Mary was crying harder now, her face resting on her mother’s stomach, her mother stroking her hair.

“I was sent away for a little while. To a sanitarium, they called it. A fancy nuthouse was what it was. They told me the best thing for me would be to have another baby, straightaway. This time, it took years for me to get pregnant. I felt as if all my luck was gone. Used up. The only thing I still had, ironically, was my beauty. And it meant nothing. Eventually I did get pregnant, of course. And I had you. But God forgive me, I never had joy again. It died with Susan. And this is for you to forgive someday, Mary. When I realized I wasn’t going to feel that joy, that something had died in me, I resented you. I resented your laughter and your love for me.

“I used to make your father a martini every day when he came home from work. Since we were first married, I’d mix it for him. And one day I made the martini and I looked at it and I understood that it offered me an escape. I’d been drunk before. I loved the feeling, the fogginess, the numbness. So I drank that martini straight down. You were five or six, and you came in with a drawing of our house. That martini made me able to smile at you and look at your drawing and tell you it was wonderful.

“It’s like I woke up ten years later and you had grown up and your father had grown distant and I had grown older. Ten years, in a fog that enabled me to stay alive. I drove down to a church where they had AA meetings and I stood up and I said, My name is Mamie and I am a drunk. That night they assigned me to a sponsor, a British woman who owned a knitting store.”

“Alice,” Mary said.

“The next week, after the meeting, she invited me to her house for tea. I went because I was desperate. She sat me in a chair and she handed me two knitting needles and a ball of yarn. I had knit as a young girl. But I didn’t remember how exactly, so she showed me. While I knit, she told me her story. That day, I just listened. But I went back every week. And after a few months, while the two of us sat knitting, I said to her, ‘You know, I used to always get everything I wanted, because I was beautiful.’”

18

THE KNITTING CIRCLE

MARY STAYED WITH
her mother over the next few weeks, through blood tests and stress tests and echocardiograms.

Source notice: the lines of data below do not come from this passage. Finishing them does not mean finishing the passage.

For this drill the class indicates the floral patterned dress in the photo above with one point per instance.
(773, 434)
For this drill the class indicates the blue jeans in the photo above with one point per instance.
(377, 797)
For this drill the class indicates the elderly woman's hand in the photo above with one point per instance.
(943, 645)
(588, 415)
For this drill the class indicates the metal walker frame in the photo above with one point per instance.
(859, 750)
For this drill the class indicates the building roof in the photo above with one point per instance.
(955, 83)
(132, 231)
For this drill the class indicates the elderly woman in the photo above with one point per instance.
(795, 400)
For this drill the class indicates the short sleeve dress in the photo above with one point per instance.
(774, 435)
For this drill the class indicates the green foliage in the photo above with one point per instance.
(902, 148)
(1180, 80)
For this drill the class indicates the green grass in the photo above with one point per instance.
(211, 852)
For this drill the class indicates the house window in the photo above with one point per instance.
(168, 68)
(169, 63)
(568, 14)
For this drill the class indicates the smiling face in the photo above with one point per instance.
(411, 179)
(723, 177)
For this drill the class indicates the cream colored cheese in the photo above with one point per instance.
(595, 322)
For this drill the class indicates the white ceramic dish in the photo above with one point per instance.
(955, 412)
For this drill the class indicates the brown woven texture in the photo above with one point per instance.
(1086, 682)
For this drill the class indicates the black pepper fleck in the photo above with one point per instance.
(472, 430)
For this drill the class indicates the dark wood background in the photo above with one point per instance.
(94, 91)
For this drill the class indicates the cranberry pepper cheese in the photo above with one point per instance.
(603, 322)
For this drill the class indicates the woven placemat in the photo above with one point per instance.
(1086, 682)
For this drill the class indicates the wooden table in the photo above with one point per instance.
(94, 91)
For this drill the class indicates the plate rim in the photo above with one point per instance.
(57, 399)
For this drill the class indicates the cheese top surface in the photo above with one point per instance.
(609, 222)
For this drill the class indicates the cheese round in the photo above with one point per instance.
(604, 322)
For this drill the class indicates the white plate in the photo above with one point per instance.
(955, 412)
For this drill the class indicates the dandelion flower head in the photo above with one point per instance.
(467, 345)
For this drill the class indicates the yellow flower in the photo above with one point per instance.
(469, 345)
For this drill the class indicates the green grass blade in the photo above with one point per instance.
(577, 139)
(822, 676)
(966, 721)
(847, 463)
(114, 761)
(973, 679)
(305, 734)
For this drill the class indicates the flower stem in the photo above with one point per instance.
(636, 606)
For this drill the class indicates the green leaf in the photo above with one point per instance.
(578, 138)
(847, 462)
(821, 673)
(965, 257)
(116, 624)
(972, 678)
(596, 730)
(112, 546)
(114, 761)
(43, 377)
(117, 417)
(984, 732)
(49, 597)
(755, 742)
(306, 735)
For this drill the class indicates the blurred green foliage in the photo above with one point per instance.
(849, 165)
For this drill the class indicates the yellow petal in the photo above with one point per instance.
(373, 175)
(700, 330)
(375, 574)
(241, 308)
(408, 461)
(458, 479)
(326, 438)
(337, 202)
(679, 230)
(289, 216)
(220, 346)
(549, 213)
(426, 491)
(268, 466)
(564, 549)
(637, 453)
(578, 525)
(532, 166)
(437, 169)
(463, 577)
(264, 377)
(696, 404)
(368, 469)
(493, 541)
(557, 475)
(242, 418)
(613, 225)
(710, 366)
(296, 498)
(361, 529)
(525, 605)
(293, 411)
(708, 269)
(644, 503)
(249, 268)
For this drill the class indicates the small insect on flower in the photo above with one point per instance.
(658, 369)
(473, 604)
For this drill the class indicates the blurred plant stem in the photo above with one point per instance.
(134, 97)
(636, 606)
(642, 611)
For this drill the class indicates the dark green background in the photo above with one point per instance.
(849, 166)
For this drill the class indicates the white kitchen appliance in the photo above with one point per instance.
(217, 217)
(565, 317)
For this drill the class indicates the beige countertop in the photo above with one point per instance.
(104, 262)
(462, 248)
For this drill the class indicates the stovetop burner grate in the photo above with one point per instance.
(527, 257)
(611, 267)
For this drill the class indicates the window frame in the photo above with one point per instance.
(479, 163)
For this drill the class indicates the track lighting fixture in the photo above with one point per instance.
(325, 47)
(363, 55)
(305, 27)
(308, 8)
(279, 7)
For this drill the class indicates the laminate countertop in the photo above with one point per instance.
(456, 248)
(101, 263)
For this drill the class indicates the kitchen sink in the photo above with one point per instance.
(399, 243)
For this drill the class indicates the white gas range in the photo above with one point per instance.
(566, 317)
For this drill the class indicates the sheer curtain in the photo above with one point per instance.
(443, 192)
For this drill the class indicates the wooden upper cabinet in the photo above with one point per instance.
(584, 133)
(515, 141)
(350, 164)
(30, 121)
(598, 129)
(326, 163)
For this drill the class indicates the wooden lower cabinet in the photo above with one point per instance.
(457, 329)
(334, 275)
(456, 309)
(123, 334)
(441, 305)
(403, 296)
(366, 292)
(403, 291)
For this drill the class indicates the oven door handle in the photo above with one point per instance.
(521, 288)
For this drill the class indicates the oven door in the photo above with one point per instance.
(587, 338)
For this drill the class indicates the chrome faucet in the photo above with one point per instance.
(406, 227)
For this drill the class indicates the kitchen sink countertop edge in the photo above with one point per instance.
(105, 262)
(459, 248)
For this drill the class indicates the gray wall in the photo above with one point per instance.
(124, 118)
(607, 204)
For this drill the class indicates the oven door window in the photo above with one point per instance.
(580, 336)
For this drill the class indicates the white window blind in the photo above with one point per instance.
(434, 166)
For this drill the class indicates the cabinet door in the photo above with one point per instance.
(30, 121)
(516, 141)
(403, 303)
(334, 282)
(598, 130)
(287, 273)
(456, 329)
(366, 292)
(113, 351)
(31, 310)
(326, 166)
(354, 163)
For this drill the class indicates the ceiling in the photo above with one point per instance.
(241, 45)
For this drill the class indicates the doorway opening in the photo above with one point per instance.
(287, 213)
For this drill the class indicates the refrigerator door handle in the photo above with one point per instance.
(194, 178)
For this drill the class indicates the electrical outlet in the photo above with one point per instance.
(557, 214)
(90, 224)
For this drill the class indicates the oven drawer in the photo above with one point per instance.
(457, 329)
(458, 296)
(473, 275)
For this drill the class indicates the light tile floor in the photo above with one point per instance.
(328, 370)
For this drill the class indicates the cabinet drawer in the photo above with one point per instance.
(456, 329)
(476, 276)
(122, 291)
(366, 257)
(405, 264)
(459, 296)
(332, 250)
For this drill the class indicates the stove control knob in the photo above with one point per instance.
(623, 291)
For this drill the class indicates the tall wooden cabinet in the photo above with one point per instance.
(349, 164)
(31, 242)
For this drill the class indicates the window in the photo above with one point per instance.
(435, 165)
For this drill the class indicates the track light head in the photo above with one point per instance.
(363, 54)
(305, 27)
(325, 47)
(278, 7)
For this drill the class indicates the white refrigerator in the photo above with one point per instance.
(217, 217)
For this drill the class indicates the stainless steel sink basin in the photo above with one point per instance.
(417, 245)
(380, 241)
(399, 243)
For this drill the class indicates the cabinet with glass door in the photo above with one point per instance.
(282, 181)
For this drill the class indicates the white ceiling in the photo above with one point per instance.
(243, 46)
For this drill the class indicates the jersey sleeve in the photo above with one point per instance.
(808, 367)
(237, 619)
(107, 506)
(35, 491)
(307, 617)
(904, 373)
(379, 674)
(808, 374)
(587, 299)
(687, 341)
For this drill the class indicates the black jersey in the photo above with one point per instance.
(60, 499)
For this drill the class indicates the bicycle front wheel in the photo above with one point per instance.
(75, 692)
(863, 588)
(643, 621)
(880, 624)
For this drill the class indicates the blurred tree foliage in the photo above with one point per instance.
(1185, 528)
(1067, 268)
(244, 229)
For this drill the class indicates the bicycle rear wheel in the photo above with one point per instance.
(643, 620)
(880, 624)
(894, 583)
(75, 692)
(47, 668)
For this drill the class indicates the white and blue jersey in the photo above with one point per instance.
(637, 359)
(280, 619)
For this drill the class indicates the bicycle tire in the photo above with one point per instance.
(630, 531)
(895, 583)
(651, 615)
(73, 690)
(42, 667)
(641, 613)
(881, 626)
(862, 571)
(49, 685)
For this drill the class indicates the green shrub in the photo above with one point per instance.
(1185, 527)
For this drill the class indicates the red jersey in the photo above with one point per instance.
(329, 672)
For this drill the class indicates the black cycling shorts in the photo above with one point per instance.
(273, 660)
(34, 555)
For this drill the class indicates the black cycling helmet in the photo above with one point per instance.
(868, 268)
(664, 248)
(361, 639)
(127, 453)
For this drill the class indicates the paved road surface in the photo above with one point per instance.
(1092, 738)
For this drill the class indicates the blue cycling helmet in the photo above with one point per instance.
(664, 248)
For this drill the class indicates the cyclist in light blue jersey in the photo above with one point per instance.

Sitting in a wheelchair, her hair loose around her and her skin still pale, her mother looked oddly young, and beautiful. She watched the flurry of activity around her. She smiled up at a doctor who walked past, his stethoscope swinging with authority. But he paused when he saw her.

“Are you still here, Mamie?” he said, grinning beneath his Don Ameche mustache.

“Trying to leave,” she said. A flush of pink dotted her cheeks as she flirted with the doctor. “Want to take me home with you?”

The doctor chuckled. “Of course I do,” he said. “But my wife wouldn’t be very happy.” He leaned in close enough for Mary to smell the tobacco on his breath.

A sullen technician appeared, shuffling up to them. She spoke in Spanish to the doctor.